Brandt M L, Luks F I, Filiatrault D, Garel L, Desjardins J G, Youssef S
Department of Surgery, Hôpital Ste-Justine, Montreal, Quebec, Canada.
J Pediatr Surg. 1991 Mar;26(3):276-81; discussion 281-2. doi: 10.1016/0022-3468(91)90502-k.
The antenatal diagnosis of ovarian cysts poses a therapeutic dilemma because the natural history of these lesions is not well known. A retrospective review from 1980 to 1989 showed 29 ovarian cysts in 27 patients diagnosed by prenatal ultrasonography performed between 28 and 36 weeks of gestation. Nineteen cysts were initially observed. Eleven cysts resolved (diameter less than 2 cm), three are decreasing, three were lost to follow-up, and two underwent resection. Eight patients underwent surgical exploration immediately following birth. The diagnosis of benign ovarian cyst was confirmed histologically in all cases. A review of the literature showed an additional 230 cases of antenatally diagnosed ovarian cysts. Simple cysts of the ovary tend to resolve spontaneously and, therefore, may be treated conservatively. Serial ultrasonography allows accurate diagnosis and long-term assessment of ovarian cysts in the neonate and may prevent unnecessary oophorectomy. Patients with cysts larger than 4 cm may be candidates for percutaneous aspiration, or should undergo removal of the cyst because of a significant risk of torsion. Complex cystic masses, symptomatic ovarian cysts, and cysts that do not resolve should be removed.

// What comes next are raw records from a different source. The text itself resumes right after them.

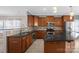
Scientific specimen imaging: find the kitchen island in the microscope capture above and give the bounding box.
[7,31,34,53]
[44,34,75,53]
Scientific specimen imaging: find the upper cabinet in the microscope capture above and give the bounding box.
[28,15,34,26]
[54,17,64,27]
[47,16,55,22]
[63,15,74,21]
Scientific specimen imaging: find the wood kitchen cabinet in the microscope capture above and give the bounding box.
[47,16,55,22]
[34,16,39,26]
[63,15,74,22]
[65,41,75,53]
[7,34,32,53]
[35,30,46,39]
[38,17,48,26]
[28,15,34,26]
[44,41,65,53]
[54,17,64,27]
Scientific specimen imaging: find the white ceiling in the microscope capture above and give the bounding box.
[0,6,79,16]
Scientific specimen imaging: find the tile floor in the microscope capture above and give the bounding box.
[25,39,79,53]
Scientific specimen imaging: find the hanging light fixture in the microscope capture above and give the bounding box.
[53,7,57,13]
[70,6,74,20]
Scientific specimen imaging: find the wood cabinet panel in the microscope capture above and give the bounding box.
[54,17,64,27]
[35,30,46,39]
[8,37,22,53]
[44,41,65,53]
[38,17,47,26]
[7,34,32,53]
[34,16,39,26]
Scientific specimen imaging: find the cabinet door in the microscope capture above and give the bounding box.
[38,17,42,26]
[22,36,27,52]
[47,16,54,22]
[28,15,34,26]
[54,17,64,27]
[38,17,48,26]
[63,15,74,22]
[8,37,22,53]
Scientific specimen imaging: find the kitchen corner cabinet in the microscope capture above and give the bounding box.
[44,40,75,53]
[34,16,39,26]
[63,15,74,22]
[47,16,55,22]
[7,34,32,53]
[54,17,64,27]
[44,41,65,53]
[7,36,22,53]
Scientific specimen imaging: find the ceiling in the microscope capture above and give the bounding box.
[0,6,79,16]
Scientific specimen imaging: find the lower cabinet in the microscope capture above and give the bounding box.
[44,41,65,53]
[7,34,32,53]
[65,41,75,53]
[44,40,75,53]
[35,30,46,39]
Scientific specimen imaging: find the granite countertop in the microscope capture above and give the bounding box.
[44,34,73,42]
[12,31,33,37]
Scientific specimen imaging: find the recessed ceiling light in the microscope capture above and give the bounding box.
[70,6,74,16]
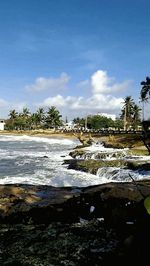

卵巢囊肿的产前诊断带来了治疗难题,因为这些病变的自然病程尚不明确。一项对1980年至1989年的回顾性研究显示,在27例患者中发现了29个卵巢囊肿,这些囊肿是在妊娠28至36周期间通过产前超声诊断出来的。最初对19个囊肿进行了观察。11个囊肿消失(直径小于2厘米),3个囊肿在缩小,3个失访,2个接受了切除术。8例患者在出生后立即接受了手术探查。所有病例经组织学检查均确诊为良性卵巢囊肿。文献回顾显示另有230例产前诊断为卵巢囊肿的病例。卵巢单纯囊肿往往会自发消失,因此可以采取保守治疗。连续超声检查能够准确诊断并长期评估新生儿卵巢囊肿,还可避免不必要的卵巢切除术。囊肿直径大于4厘米的患者可考虑经皮穿刺抽吸,或者因扭转风险较大而应进行囊肿切除术。复杂的囊性肿块、有症状的卵巢囊肿以及未消失的囊肿均应切除。